David Laight <David.Laight@...LAB.COM> writes:

> From: Eric W. Biederman
>> Sent: 29 September 2022 23:48
>> 
>> Since common apparmor policies don't allow access /proc/tgid/task/tid/net
>> point the code at /proc/tid/net instead.
>> 
>> Link: https://lkml.kernel.org/r/dacfc18d6667421d97127451eafe4f29@AcuMS.aculab.com
>> Signed-off-by: "Eric W. Biederman" <ebiederm@...ssion.com>
>> ---
>> 
>> I have only compile tested this.  All of the boiler plate is a copy of
>> /proc/self and /proc/thread-self, so it should work.
>> 
>> Can David or someone who cares and has access to the limited apparmor
>> configurations could test this to make certain this works?
>
> It works with a minor 'cut & paste' fixup.
> (Not nested inside a program that changes namespaces.)

Were there any apparmor problems?  I just want to confirm that is what
you tested.

Assuming not this patch looks like it reveals a solution to this
issue.

> Although if it is reasonable for /proc/net -> /proc/tid/net
> why not just make /proc/thread-self -> /proc/tid
> Then /proc/net can just be thread-self/net

There are minor differences between the process directories that
tend to report process wide information and task directories that
only report some of the same information per-task.  So in general
thread-self makes much more sense pointing to a per-task directory.

The hidden /proc/tid/ directories use the per process code to generate
themselves.  The difference is that they assume the tid is the leading
thread instead of the other process.  Those directories are all a bit of
a scrambled mess.  I was suspecting the other day we might be able to
fix gdb and make them go away entirely in a decade or so.
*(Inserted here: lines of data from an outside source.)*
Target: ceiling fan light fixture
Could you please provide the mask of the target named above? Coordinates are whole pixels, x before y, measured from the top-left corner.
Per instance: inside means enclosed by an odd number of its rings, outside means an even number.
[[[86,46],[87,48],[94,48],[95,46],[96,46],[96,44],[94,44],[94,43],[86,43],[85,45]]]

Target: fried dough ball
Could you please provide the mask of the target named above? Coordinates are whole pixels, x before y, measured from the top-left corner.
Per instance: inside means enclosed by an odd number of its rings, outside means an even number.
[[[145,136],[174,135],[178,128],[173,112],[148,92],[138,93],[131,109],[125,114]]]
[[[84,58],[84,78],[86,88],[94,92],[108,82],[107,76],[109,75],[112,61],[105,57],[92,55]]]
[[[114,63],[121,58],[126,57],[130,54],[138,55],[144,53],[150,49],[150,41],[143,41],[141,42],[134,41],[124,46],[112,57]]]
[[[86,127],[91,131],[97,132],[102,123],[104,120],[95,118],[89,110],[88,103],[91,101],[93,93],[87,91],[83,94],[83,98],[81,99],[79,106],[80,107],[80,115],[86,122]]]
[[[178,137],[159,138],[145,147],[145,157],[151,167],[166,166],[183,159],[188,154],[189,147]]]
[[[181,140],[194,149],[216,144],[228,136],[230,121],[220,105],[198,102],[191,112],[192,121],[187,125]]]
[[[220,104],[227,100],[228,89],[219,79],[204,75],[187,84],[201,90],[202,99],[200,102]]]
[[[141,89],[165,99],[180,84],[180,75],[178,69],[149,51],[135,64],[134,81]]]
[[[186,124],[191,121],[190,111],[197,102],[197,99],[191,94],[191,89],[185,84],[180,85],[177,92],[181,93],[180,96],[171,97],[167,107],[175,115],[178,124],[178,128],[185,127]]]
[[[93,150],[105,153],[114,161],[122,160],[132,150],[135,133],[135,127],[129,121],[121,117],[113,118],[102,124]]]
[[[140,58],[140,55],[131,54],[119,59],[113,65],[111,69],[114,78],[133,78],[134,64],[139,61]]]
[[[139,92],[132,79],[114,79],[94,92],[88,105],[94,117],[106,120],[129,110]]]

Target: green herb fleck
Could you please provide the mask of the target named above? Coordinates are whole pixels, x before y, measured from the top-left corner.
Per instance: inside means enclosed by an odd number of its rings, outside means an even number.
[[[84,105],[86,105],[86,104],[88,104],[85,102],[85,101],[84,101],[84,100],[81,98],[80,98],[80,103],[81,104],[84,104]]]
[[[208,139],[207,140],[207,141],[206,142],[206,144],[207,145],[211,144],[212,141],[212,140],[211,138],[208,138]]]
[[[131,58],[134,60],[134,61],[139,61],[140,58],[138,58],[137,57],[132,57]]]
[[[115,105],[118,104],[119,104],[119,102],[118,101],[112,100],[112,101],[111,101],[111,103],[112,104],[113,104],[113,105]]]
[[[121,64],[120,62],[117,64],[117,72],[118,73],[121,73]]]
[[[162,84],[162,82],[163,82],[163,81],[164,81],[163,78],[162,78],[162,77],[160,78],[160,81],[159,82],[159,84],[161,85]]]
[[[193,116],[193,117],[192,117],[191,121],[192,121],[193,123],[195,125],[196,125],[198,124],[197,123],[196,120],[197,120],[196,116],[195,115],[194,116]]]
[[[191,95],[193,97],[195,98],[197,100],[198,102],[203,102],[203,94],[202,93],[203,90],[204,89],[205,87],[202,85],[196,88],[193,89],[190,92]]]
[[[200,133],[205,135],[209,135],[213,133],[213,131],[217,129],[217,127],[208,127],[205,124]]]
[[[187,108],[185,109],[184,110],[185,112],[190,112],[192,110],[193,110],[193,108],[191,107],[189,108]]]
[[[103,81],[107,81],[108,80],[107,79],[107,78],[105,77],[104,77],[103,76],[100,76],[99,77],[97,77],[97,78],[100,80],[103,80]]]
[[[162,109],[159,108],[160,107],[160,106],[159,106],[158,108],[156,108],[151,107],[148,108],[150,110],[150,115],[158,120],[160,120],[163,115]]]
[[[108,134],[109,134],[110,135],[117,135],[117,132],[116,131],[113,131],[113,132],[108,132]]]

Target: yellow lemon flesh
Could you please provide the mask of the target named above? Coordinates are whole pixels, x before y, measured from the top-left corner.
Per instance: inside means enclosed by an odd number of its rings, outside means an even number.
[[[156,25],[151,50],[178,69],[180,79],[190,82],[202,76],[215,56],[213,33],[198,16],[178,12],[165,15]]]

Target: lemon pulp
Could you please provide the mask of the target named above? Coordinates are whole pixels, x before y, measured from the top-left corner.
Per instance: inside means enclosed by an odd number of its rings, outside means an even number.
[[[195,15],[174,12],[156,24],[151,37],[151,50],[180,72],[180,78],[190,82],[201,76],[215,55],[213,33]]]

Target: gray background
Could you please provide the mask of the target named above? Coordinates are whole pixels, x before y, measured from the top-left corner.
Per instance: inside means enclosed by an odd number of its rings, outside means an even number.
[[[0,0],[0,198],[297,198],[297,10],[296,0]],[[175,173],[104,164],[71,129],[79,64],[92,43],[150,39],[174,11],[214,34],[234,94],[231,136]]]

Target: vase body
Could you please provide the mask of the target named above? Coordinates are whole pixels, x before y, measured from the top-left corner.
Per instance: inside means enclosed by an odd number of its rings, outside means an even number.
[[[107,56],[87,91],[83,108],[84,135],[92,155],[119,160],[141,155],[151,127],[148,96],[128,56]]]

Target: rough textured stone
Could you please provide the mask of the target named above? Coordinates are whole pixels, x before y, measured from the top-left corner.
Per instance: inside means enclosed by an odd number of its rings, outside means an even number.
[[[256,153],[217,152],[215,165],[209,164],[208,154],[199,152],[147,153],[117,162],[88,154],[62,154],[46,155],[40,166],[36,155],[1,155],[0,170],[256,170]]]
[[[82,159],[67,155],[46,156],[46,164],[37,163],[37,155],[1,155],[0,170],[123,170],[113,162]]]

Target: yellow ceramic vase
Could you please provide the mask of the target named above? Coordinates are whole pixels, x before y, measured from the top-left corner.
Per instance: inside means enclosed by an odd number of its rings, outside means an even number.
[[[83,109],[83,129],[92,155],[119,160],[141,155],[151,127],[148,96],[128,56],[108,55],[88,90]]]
So I don't think it makes sense in general to point /proc/thread-self at
the hidden per /proc/tid/ directories.

> I have wondered if the namespace lookup could be done as a 'special'
> directory lookup for "net" rather that changing everything when the
> namespace is changed.
> I can imagine scenarios where a thread needs to keep changing
> between two namespaces, at the moment I suspect that is rather
> more expensive than a lookup and changing the reference counts.

You can always open the net directories once, and then change as
an open directory will not change between namespaces.

> Notwithstanding the apparmor issues, /proc/net could actuall be
> a symlink to (say) /proc/net_namespaces/namespace_name with
> readlink returning the name based on the threads actual namespace.

There really aren't good names for namespaces at the kernel level.  As
one of their use cases is to make process migration possible between
machines.  So any kernel level name would need to be migrated as well.
So those kernel level names would need a name in another namespace,
or an extra namespace would have to be created for those names.

> I've also had problems with accessing /sys/class/net for multiple
> namespaces within the same thread (think of a system monitor process).
> The simplest solution is to start the program with:
> 	ip netne exec namespace program 3</sys/class/net
> and the use openat(3, ...) to read items in the 'init' namespace.
>
> FWIW I'm pretty sure there a sequence involving unshare() that
> can get you out of a chroot - but I've not found it yet.

Out of a chroot is essentially just:
	chdir("/");
        chroot("/somedir");
        chdir("../../../../../../../../../../../../../../../..");
Out of most namespaces except the pid and user namespace is
just chns.

You can't get out of the pid namespace as you can't change your pid.

Not being able to escape a user namespace is what makes it impossible to
confuse a process and gain privileges through a privilege gaining exec.